You are viewing a plain text version of this content. The canonical link for it is here.
Posted to dev@mahout.apache.org by Divya <di...@k2associates.com.sg> on 2010/10/26 08:10:49 UTC
generate document-document similarity matrix
Hi,
I am new mahout user and using Mahout 0.4 with eclipse.
I need to generate document similarity matrix from the vector file which I
have already created using SparseVectorsFromSequenceFiles
Now I need to generate the document similarity matrix.
Which gave me
Directory structure
-> df-count
-> tfidf-vectors
-> tf-vectors
-> tokenized-documents
-> wordcount
-> .dictionary.file-0.crc
-> .frequency.file-0.crc
-> dictionary.file-0
-> frequency.file-0
I am confused now which one to use
Which utility of mahout computes document document similairity matrix.
Can any one help me.
Regards,
Divya
RE: generate document-document similarity matrix
Posted by Divya <di...@k2associates.com.sg>.
Right now I have only few documents..
Just wanna know what kind of similarity it generates.
As I have no idea on what basis it generates similarity..
-----Original Message-----
From: Sebastian Schelter [mailto:ssc@apache.org]

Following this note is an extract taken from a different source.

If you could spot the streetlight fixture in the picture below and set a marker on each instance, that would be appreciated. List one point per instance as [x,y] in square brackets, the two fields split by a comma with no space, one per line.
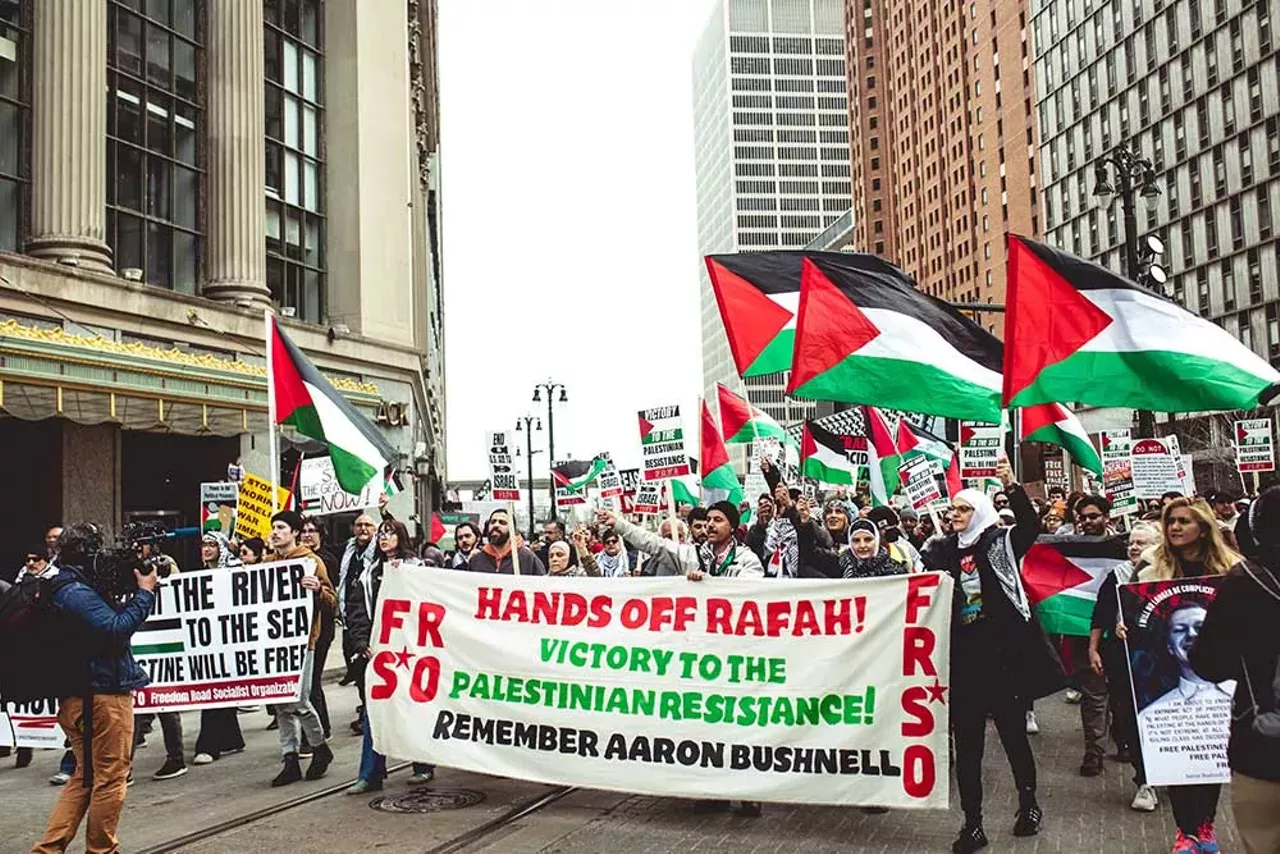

Sent: Tuesday, October 26, 2010 2:37 PM
To: dev@mahout.apache.org
Subject: Re: generate document-document similarity matrix
Hi,
how many documents do you have and what kind of similarity do you wanna use?
--sebastian
On 26.10.2010 08:10, Divya wrote:
> Hi,
>
> I am new mahout user and using Mahout 0.4 with eclipse.
>
> I need to generate document similarity matrix from the vector file which I
> have already created using SparseVectorsFromSequenceFiles
>
> Now I need to generate the document similarity matrix.
>
> Which gave me
>
> Directory structure
>
> -> df-count
>
> -> tfidf-vectors
>
> -> tf-vectors
>
> -> tokenized-documents
>
> -> wordcount
>
> -> .dictionary.file-0.crc
>
> -> .frequency.file-0.crc
>
> -> dictionary.file-0
>
> -> frequency.file-0
>
>
>
> I am confused now which one to use
>
> Which utility of mahout computes document document similairity matrix.
>
>
>
> Can any one help me.
>
>
>
>
>
> Regards,
>
> Divya
>
>
>
Re: generate document-document similarity matrix
Posted by Sebastian Schelter <ss...@apache.org>.
Hi,
how many documents do you have and what kind of similarity do you wanna use?
--sebastian
On 26.10.2010 08:10, Divya wrote:
> Hi,
>
> I am new mahout user and using Mahout 0.4 with eclipse.
>
> I need to generate document similarity matrix from the vector file which I
> have already created using SparseVectorsFromSequenceFiles
>
> Now I need to generate the document similarity matrix.
>
> Which gave me
>
> Directory structure
>
> -> df-count
>
> -> tfidf-vectors
>
> -> tf-vectors
>
> -> tokenized-documents
>
> -> wordcount
>
> -> .dictionary.file-0.crc
>
> -> .frequency.file-0.crc
>
> -> dictionary.file-0
>
> -> frequency.file-0
>
>
>
> I am confused now which one to use
>
> Which utility of mahout computes document document similairity matrix.
>
>
>
> Can any one help me.
>
>
>
>
>
> Regards,
>
> Divya
>
>
>